There’s certainly a slight roundness to her belly, but that could be from anything. It’s hardly conclusive evidence. She can’t possibly be pregnant. Her womb is dead, barren, and the only children she’ll ever have are her dragons.
Dragon. Singular.
She swallows the sting of tears again, crossing into the adjoining room where a tub of steaming water waits for her. Dany sinks into the bath, holding back a moan as the heat sinks into her bones. For the first time since her resurrection, Daenerys Targaryen feels warm.
She leans her head back, nothing but the distant sounds of an awakening city to keep her company.
Missandei used to fill the room with conversation as she bathed.
Dany’s eyes fly open. The wave of grief floods over her, stealing her breath away.

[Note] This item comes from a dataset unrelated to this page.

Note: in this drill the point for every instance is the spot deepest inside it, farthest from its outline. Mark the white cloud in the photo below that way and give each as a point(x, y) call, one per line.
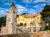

My friend. My last true friend.
She wishes she could go back in time and remove Cersei’s head from her shoulders just as she had done to her dearest friend from Naath. Dany feels the darkness creeping into her veins again, the numbness from each one of her losses. She wants to rage at the thought that all of those who believed in her and died for her, Jorah, Barristan, Missandei, were all proven wrong by her actions in King’s Landing. They all died for nothing. She turned out to be worse than all the monsters who came before her.
Her stab wound throbs. Dany looks down and notices that the once puckered skin has opened up, blood running in a single thin rivulet into the bath water.
It’s only fitting that her heart should bleed.